The gameplay, for what its’ worth, is identical to the Genesis version, and the graphics really aren’t all that improved from the cartridge-based game, either. That said, it’s still an immersive, enjoyable football sim with a ton of teams to choose from and some very robust playbooks -- considering this game came out in 1993, I think oust modern gamers would be utterly shocked by the wide array of options the title offers you.

That said, there are still quite a bit of peculiarities on display. For one, one, some of the official team names aren’t included, so if you want to have a throw down between Ohio State and Notre Dame, you’ll just have to suffice for a “Columbus” vs. “South Bend” match-up instead. And considering that the Genesis was capable of providing fairly respectable play-by-play audio, there’s really NO excuse for this game to lack running commentary.
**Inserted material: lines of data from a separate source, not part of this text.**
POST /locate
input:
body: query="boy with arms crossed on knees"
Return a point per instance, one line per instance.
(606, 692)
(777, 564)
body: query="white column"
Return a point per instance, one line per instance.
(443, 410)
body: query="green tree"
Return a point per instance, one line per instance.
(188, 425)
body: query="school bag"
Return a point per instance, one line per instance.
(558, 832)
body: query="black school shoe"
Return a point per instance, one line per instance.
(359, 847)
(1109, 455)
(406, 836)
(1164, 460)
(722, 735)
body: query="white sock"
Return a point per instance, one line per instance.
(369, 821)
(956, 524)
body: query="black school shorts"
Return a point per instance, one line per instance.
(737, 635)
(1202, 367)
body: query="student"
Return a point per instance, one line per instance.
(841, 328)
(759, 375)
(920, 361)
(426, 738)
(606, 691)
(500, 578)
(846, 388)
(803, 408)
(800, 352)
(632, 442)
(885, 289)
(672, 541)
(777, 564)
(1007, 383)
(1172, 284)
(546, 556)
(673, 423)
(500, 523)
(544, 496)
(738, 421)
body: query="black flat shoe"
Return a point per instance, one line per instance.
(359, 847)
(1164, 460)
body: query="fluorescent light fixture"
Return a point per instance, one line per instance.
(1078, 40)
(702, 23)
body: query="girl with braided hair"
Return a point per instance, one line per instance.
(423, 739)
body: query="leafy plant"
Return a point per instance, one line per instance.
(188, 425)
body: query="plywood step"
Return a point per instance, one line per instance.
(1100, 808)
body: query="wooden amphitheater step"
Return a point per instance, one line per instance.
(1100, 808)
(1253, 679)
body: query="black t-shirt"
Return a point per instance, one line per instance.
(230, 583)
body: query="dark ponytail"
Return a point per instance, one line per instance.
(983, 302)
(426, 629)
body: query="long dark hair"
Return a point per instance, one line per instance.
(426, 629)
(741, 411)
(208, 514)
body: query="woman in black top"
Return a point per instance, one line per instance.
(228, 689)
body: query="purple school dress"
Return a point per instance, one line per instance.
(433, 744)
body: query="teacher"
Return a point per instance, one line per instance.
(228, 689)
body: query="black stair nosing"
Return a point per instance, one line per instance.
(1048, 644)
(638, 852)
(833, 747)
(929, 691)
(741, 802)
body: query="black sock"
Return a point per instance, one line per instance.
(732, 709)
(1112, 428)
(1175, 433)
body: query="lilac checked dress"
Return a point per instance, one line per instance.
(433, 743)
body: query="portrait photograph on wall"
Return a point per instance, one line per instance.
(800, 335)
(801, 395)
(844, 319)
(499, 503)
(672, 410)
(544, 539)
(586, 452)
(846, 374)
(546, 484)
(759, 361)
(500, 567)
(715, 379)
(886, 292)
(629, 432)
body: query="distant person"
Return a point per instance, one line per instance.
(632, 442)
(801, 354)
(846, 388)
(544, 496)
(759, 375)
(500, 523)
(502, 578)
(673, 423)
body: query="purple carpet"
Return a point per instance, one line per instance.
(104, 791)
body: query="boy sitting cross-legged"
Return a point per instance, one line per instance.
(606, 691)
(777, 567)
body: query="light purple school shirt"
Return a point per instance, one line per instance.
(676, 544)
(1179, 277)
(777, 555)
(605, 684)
Everything considered, though, “Bill Walsh” is still a really enjoyable little sports game, however, and it’s far and away the best American football title to be found on the console.

Chuck Rock II: Son of Chuck

If you got around as a platforming fan in the early 1990s, you probably stumbled upon “Chuck Rock” on the SNES or Genesis. By and large, it was a fairly forgettable, albeit harmless little hop and bopper - - well, unless you get really offended by games in which your primary attack looks hilariously like an overweight caveman thrusting his junk up against enemies like or something.

On the surface, “Chuck Rock II” bares an uncanny resemblance -- both graphically and conceptually -- to the “Bonk” series on the Turbo-Grafx 16. That said, “Chuck Rock II” is actually a pretty enjoyable, if not derivative platformer with lots of neat environmental effects, vivid visuals, and even a couple of entertaining and unique boss fights.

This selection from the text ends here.